RetroGFN: Diverse and Feasible Retrosynthesis using GFlowNets
Piotr Gaiński, Michał Koziarski, Krzysztof Maziarz, Marwin Segler, Jacek Tabor, Marek Śmieja
TL;DR
This work tackles single-step retrosynthesis by addressing the limited diversity and feasibility of reactions in existing datasets. It introduces RetroGFN, a GFlowNet-based model guided by a reaction feasibility proxy to explore beyond the training set and generate diverse, feasible reactions. Empirically, RetroGFN achieves competitive top-$k$ accuracy and superior top-$k$ round-trip accuracy on USPTO-50k and USPTO-MIT, arguing that round-trip feasibility better aligns with practical synthesis planning.
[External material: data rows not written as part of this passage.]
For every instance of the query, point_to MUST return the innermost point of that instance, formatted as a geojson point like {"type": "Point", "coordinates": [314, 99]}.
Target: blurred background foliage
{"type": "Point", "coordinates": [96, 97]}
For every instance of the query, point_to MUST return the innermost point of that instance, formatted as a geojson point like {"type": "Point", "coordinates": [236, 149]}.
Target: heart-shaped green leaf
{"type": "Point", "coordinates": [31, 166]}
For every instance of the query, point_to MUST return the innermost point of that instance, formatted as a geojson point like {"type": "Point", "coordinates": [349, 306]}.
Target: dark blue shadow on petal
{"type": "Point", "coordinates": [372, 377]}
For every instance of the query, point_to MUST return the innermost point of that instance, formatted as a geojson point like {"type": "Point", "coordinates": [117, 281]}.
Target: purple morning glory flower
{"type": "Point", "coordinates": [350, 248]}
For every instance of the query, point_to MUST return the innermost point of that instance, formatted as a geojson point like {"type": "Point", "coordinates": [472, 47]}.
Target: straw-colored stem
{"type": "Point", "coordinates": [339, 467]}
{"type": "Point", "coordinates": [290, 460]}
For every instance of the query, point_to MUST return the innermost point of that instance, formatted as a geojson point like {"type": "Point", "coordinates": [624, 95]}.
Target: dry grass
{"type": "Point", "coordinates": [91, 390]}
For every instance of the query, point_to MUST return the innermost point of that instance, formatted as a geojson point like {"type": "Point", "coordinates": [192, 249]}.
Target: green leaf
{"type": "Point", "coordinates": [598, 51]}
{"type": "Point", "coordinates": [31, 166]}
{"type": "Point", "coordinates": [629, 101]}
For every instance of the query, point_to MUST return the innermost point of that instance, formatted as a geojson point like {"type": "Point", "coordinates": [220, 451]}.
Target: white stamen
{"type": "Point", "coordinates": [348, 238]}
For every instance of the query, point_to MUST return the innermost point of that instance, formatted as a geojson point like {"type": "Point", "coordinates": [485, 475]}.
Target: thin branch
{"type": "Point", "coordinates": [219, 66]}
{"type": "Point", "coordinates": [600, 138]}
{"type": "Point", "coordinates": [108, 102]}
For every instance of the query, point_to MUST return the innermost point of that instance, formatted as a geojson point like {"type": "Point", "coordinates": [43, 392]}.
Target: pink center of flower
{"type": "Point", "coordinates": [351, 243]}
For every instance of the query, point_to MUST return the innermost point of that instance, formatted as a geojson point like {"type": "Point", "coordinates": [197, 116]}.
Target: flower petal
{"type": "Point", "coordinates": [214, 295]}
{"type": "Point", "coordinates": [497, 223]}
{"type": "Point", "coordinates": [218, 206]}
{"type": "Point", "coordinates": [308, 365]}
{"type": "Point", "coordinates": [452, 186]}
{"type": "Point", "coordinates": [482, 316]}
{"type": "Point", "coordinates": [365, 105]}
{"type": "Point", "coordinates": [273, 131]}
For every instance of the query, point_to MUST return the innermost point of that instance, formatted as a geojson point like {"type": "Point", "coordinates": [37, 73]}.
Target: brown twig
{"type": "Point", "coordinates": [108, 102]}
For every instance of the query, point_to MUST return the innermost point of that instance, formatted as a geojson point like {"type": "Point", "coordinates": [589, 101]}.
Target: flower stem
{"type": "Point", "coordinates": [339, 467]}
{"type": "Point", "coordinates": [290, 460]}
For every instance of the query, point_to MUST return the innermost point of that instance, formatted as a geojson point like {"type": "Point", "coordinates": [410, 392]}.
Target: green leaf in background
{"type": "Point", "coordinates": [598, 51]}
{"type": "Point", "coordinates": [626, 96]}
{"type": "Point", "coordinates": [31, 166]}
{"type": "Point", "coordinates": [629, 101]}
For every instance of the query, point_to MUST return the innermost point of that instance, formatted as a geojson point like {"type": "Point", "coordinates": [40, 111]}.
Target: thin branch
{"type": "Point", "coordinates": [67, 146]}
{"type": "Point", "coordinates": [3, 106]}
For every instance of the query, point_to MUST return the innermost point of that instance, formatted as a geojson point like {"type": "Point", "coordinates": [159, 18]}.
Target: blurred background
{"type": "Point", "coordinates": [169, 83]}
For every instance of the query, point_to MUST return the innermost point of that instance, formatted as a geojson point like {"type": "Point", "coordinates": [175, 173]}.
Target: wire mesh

The paper also argues for reporting round-trip metrics, demonstrates diversity advantages, and discusses drug-design implications, with future work focusing on inference improvements and more robust feasibility modeling.
Abstract
Single-step retrosynthesis aims to predict a set of reactions that lead to the creation of a target molecule, which is a crucial task in molecular discovery. Although a target molecule can often be synthesized with multiple different reactions, it is not clear how to verify the feasibility of a reaction, because the available datasets cover only a tiny fraction of the possible solutions. Consequently, the existing models are not encouraged to explore the space of possible reactions sufficiently. In this paper, we propose a novel single-step retrosynthesis model, RetroGFN, that can explore outside the limited dataset and return a diverse set of feasible reactions by leveraging a feasibility proxy model during the training. We show that RetroGFN achieves competitive results on standard top-k accuracy while outperforming existing methods on round-trip accuracy. Moreover, we provide empirical arguments in favor of using round-trip accuracy, which expands the notion of feasibility with respect to the standard top-k accuracy metric.